Советские источники часто упоминают о высоких потерях противника. Чтобы быть объективным, приведу цифры без комментариев. По состоянию на 25 марта нехватка личного состава в немецких дивизиях под Керчью составляла:
– 170-я пехотная дивизия – 4146 человек (в том числе 79 офицеров). С начала года дивизия получила 2564 человека из маршевых батальонов;
– 132-я пехотная дивизия – 4734 человека (118 офицеров). С начала года дивизия получила 3160 человек из маршевых батальонов;
– 46-я пехотная дивизия – 3890 человек (87 офицеров). С начала года дивизия получила 3136 человек из маршевых батальонов.
213-й полк 73-й пехотной дивизии получил 516 человек маршевого пополнения.
Данных по армейским и корпусным частям пока нет.
Практически все бронетанковые подразделения немцев были сосредоточены против частей Крымского фронта. Для того чтобы закрыть брешь, образовавшуюся в результате высадки советского десанта, в Восточный Крым были переброшены остатки 190-го и 197-го дивизионов штурмовых орудий. В ночь с 11 на 12 января 1942 года в помощь 42-му корпусу прибыли два взвода штурмовых орудий – все, что осталось от 190-го и 197-го дивизионов после штурма Севастополя146. На тот момент после декабрьского штурма Севастополя в строю в двух дивизионах оставались в исправности всего 3 машины. Одновременно шел ремонт подбитых машин.
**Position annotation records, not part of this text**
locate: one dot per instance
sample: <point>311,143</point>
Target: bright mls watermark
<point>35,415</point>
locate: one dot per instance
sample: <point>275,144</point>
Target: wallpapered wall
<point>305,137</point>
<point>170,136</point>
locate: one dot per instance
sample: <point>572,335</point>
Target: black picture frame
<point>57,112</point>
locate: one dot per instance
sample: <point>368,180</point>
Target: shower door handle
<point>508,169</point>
Противник также наращивал свои бронетанковые силы. 11 января 1942 года он ввел в строй трофейный бронепоезд «Крым». Бронепоезд был придан 42-му корпусу147. Он состоял из материальной части бронепоезда «Войковец», захваченной в Симферополе и под станцией Альма. Бронепоезд имел в своем составе броневагон для стрелков (бывший вагон для боезапаса бронепоезда «Войковец»), бронепаровоз (большой паровоз «Войковца») и платформу с 2 советскими орудиями 34К и 4 танковыми пушками Гочкиса (платформа, захваченная в Симферополе в ноябре 1941 года).
При перечислении немецких частей 1 1-й армии на Крымском полуострове встречается одно очень интересное подразделение, «официально» в Крыму не воевавшее. В документах 11-й армии удалось найти о нем более четкую информацию.
60-й танковый батальон был сформирован 8 января 1942 года в районе Сталино (совр. Донецк) из личного состава 2-го батальона 36-го танкового полка 14-й танковой дивизии. Изначально батальон состоял из роты технического обслуживания, 1, 6 и 8-й танковых рот.